For the first time in my life, I have witnessed images bringing
both nations under interrogation in the same news headline. I’m not talking about Pussy Riot, known as the feminist-punk rock artist band from the across the
Atlantic Ocean, the group that is cute and badass for continually denouncing Putin even
after their two-year prison sentence. Pussy Riot is not a name used solely for feminist or punk-ish causes. 

The name represents a movement challenging state
violence, at a moment when Pussy Riot is long due to appear on an international timeline of state dissidents. Pussy Riot’s
activist work has been focused on something larger than Putin, using music and
videos shared on the internet as tools to vocalize their concerns. Most
recently, they are recognizing that the former Cold War superpowers, the
current United States and Russian Federation, both have some of the highest rates and populations of incarcerations worldwide.
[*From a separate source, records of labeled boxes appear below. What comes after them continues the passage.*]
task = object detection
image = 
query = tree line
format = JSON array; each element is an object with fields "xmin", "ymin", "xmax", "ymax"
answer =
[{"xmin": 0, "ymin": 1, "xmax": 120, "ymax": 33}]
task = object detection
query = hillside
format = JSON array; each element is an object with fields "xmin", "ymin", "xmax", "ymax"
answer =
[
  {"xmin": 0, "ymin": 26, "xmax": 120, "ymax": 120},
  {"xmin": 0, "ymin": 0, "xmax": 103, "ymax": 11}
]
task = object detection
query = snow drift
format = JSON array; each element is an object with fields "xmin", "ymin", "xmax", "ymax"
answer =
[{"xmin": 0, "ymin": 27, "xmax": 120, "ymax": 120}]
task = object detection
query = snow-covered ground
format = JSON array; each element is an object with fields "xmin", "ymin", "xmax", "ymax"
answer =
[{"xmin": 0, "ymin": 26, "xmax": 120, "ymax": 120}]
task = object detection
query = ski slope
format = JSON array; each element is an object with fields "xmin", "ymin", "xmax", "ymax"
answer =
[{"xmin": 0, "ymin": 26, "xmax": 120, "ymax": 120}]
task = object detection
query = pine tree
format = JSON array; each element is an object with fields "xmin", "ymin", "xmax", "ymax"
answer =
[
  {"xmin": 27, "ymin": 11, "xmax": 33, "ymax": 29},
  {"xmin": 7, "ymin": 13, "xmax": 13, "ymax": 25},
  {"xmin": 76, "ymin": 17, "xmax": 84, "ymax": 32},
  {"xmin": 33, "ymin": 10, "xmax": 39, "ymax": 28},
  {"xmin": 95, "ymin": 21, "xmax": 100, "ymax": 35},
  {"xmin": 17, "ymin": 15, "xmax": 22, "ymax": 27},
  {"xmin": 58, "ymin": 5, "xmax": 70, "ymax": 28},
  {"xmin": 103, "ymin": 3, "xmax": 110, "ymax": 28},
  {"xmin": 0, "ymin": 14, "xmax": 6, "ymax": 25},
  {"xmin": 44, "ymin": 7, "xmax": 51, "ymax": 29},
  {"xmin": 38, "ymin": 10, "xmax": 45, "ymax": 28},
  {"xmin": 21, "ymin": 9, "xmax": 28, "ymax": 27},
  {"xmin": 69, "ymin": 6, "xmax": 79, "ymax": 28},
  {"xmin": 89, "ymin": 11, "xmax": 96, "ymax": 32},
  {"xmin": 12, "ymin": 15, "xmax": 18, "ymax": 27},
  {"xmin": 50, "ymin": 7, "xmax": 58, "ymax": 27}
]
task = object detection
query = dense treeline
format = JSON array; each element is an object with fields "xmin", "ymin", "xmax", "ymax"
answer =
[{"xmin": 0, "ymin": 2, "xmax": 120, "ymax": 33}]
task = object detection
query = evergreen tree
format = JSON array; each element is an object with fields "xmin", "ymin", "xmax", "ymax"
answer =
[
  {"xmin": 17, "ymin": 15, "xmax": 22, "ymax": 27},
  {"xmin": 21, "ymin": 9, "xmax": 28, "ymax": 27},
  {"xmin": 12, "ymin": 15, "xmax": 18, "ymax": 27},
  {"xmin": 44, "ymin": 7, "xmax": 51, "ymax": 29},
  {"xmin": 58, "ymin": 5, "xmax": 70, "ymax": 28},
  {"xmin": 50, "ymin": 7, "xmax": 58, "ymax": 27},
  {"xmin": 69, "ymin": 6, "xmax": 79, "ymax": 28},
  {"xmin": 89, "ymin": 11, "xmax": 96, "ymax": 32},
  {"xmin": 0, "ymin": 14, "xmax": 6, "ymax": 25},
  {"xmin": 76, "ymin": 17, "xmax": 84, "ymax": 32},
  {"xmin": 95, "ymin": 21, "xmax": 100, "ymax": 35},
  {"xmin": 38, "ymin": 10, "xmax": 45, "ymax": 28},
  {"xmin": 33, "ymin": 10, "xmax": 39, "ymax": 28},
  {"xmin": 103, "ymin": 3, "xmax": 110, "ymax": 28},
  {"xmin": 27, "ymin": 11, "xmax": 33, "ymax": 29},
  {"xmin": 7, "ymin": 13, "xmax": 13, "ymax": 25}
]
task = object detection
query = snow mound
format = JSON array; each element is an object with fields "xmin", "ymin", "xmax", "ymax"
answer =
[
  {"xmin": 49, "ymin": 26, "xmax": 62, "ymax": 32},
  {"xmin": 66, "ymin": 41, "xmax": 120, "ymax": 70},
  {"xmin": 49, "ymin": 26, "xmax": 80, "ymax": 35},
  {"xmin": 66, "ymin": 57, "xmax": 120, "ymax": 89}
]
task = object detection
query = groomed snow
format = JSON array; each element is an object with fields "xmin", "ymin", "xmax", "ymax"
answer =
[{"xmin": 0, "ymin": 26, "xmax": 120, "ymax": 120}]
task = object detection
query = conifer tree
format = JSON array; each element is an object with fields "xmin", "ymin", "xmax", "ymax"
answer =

Why is Pussy Riot challenging state perpetrated violence in the
first place? Its members perform punk music as a form of activism that has been
criminalized by the Russian government. However, they grew up in a younger generation of Russian and former-Soviet citizens. Their childhood skirted the tail
end of the Soviet Union’s decline, a time when a large government structural
transformation did not significantly change the amount of power wielded by the Soviet law enforcement agencies and the new Russian Federation. 

The
Soviet Union’s KGB, an agency where President Putin and many of his colleagues were
formerly employed, evolved from Stalin’s NKVD, the agency responsible for the
prison network system, the Gulag. This network of labor camps and prisons
consisted of 53 camp directorates and 423 labor colonies spread across the
Soviet Union. 

An estimated 14 million people entered and one to 10 million
people died in this system, with a large range to account for unrecorded deaths. Those in the system were
accused of anything from petty to state-designated crimes, and many were labeled
as dissidents of the state. The Gulag system ended in the 1950s, but the
government agencies maintained their presence even after the emergence of the
Russian Federation. 

Today, Russia has the third largest prison system in the
world. In the United States, the nation with the largest prison system, the
prison-industrial complex is represented by a multi-billion dollar industry of
prisons, jails, immigrant detention centers and juvenile detention centers. This industry is run
by corporations and governments who profit from this network. The PIC uses
propaganda against people of color, lower-income individuals and people with
disabilities to fund destructive agendas such as the “War on Drugs” or “War on
Terrorism” that directly increase incarceration
for larger profit.

Between Russia and the United States, these systems kill,
oppress and tear apart people and families of those whom the government has
labeled as criminal. Challenging the prison system simultaneously questions the
government’s violent actions against the people within its
borders. Therefore, those who raise this question are labeled as criminals
because they threaten the power of the state—the reason for Pussy Riot’s two
year prison sentence.

This past February, Pussy Riot released a video by
Russian-American director Maxim Pozdorovkin in response to the Eric Garner case and the violent acts by the Russian Federation in
Ukraine. In the video, which I encourage you to watch, Maria Alyokhina and
Nadezhda Tolokonnikova are buried alive in Russian military uniforms and a pack
of Russian Spring cigarettes are littered on the ground nearby while they sing
a tribute to New York City and recall Eric Garner’s last words. 

The video
uncovers acts of state violence in two countries where government produces media that vilifies opposing histories. Pussy Riot is not your all-girl punk group that
occasionally has anti-Putin slogans—they are an activist group that stands in solidarity against two of the
world’s largest organization of government prison and terror systems.

Aleksandra Karapetrova PO ’15 is a molecular biology major and russian minor.